Technical Focus Looks to Price > Ichimoku Cloud, Bullish Breakouts
The broad bullish trend on Crude Oil paused for much of Q1. However, the initial days of Q2 seem to show that the consolidation may be over and that the broader bullish pattern and momentum are set to continue.
Without a sharp break below $61.8/bbl (April opening range low), traders should anticipate a resumption to new highs with the potential for further bullish shocks to take the price of WTI Brent toward $70.16, the 100% Fibonacci extension from the 2016 range extended from the 2017 low at $42.07/bbl.
Chart Watch: Crude Price Breaks Out To Highest Level Since 2014, Bullish Shocks Still Likely
Chart created by Tyler Yell, CMT. Tweet @ForexYell for comments, questions
Ichimoku is applied to this chart above. If you want to learn more, I'd recommend reading the FREE guide I put together here. Just click 'Advanced Guides.'
Insight from IG UK shows us that retail trader data shows 34.9% of traders are net-long with the ratio of traders short to long at 1.86 to 1. The number of traders net-long is 20.8% lower than yesterday and 1.1% higher from last week, while the number of traders net-short is 38.2% higher than yesterday and 23.4% higher from last week.

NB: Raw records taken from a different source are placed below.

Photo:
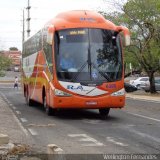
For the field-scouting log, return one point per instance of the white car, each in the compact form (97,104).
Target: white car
(140,82)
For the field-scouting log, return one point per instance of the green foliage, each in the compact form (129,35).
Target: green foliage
(142,17)
(13,49)
(4,64)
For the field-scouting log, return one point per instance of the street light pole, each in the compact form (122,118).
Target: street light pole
(28,19)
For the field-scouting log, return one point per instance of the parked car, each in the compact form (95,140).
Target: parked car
(129,88)
(146,86)
(140,82)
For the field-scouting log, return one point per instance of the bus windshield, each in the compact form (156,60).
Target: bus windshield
(88,55)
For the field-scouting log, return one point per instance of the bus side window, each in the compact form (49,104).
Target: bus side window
(48,53)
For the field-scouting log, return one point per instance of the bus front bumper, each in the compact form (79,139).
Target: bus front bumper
(107,101)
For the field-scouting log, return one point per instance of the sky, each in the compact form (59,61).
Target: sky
(11,16)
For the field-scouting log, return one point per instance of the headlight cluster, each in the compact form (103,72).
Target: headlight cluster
(58,92)
(121,92)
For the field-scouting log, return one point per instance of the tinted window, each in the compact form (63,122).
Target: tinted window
(88,55)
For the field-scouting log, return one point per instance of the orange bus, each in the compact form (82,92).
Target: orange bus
(75,61)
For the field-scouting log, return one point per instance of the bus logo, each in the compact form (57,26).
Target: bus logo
(71,87)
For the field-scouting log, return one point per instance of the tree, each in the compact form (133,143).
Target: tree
(13,49)
(5,63)
(142,17)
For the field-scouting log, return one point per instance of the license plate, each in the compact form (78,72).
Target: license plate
(91,103)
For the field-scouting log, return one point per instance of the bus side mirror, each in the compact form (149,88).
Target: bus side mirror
(50,34)
(127,39)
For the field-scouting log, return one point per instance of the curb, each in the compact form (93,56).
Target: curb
(4,139)
(143,97)
(54,152)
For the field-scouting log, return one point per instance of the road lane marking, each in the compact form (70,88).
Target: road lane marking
(92,121)
(33,132)
(142,116)
(144,135)
(18,112)
(23,120)
(85,138)
(144,100)
(112,140)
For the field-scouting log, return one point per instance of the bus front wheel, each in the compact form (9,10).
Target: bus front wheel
(104,112)
(29,102)
(48,109)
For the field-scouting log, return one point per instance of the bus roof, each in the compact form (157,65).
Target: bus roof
(81,18)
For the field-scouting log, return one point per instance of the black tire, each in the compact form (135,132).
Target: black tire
(29,102)
(48,110)
(104,112)
(138,86)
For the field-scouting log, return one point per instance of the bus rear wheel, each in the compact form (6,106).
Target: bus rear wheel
(104,112)
(29,102)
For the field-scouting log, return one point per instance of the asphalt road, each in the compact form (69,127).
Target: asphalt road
(134,129)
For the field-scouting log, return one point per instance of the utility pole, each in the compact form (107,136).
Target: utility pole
(28,19)
(23,31)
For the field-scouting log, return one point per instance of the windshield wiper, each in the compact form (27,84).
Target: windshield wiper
(103,74)
(82,67)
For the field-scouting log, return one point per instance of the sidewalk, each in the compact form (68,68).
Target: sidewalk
(10,125)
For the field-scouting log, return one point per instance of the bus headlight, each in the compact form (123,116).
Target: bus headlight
(121,92)
(58,92)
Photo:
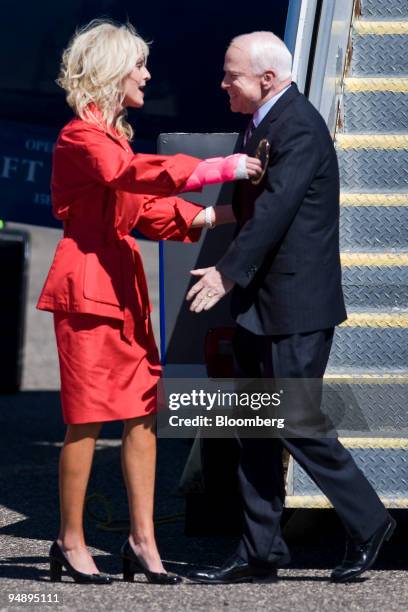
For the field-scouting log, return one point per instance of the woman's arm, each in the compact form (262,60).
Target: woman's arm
(176,219)
(97,156)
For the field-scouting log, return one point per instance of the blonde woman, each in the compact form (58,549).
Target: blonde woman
(96,288)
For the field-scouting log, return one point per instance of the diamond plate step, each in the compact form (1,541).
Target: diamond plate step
(375,280)
(361,405)
(383,461)
(320,501)
(384,9)
(379,112)
(380,48)
(373,162)
(369,227)
(371,340)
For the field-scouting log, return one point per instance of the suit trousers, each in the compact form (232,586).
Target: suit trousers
(326,461)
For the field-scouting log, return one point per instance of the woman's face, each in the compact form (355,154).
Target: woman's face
(134,84)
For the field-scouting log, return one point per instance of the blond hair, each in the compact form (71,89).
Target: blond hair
(93,68)
(267,52)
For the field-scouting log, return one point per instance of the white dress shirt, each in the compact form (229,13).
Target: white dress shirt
(263,110)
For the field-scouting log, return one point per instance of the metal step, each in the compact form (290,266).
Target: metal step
(375,280)
(384,9)
(367,406)
(373,227)
(375,105)
(371,162)
(371,340)
(380,48)
(384,462)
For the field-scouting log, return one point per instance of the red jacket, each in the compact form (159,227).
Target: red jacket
(101,190)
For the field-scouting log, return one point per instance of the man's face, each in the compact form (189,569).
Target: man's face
(241,84)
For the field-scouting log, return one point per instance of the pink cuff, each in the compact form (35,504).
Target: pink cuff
(216,170)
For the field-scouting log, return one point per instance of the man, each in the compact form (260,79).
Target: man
(284,269)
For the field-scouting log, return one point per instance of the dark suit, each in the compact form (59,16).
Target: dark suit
(288,297)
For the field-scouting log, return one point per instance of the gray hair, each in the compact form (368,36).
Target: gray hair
(267,52)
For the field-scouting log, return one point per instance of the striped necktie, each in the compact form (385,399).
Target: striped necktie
(249,131)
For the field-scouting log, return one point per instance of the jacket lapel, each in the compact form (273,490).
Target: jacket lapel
(273,114)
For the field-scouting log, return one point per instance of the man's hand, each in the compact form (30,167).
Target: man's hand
(211,287)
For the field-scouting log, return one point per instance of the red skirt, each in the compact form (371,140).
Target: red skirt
(103,376)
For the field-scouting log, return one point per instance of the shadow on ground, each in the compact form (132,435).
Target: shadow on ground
(31,431)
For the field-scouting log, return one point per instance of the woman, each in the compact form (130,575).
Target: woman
(96,287)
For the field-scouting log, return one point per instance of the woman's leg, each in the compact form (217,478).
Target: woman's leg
(139,468)
(74,470)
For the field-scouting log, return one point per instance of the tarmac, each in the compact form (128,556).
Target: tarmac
(31,432)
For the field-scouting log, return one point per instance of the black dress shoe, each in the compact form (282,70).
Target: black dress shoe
(360,556)
(132,564)
(58,561)
(235,570)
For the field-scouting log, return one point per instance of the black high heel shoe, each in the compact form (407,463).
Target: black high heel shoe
(58,561)
(132,563)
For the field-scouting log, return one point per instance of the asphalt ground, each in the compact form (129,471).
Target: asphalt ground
(31,431)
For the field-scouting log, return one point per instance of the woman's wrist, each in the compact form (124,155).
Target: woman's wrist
(211,216)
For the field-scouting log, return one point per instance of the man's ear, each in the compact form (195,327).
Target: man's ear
(268,79)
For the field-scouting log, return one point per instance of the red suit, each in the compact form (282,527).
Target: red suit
(101,190)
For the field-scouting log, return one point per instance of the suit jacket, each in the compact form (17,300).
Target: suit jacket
(101,190)
(285,256)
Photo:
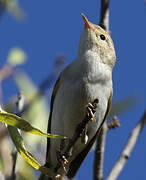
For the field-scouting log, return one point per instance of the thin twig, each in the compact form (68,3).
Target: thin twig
(119,165)
(101,140)
(99,153)
(104,14)
(19,107)
(80,128)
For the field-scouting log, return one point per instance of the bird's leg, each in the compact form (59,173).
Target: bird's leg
(62,144)
(91,109)
(62,161)
(84,136)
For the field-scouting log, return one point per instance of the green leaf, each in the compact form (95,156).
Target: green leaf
(16,121)
(20,146)
(16,56)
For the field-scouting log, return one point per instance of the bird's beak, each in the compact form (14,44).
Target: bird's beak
(87,24)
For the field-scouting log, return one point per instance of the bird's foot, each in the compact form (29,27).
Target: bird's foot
(91,109)
(84,136)
(62,160)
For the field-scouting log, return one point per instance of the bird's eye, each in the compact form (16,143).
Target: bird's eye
(102,37)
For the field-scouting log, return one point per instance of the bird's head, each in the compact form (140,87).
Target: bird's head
(97,40)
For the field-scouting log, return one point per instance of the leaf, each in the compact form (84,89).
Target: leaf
(16,56)
(20,146)
(16,121)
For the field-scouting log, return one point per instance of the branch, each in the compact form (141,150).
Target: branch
(90,111)
(104,14)
(99,154)
(118,167)
(19,107)
(101,140)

We typically take a contrarian view to crowd sentiment, and the fact traders are net-short suggests Oil - US Crude prices may continue to rise. Traders are further net-short than yesterday and last week, and the combination of current sentiment and recent changes gives us a stronger Oil - US Crude-bullish contrarian trading bias (emphasis mine.)
Bottom Line: Selling Crude may feel good upon entering as the price is trading at the highest level in over three years, but the potential for bullish shocks remain and favor holding a bullish bias.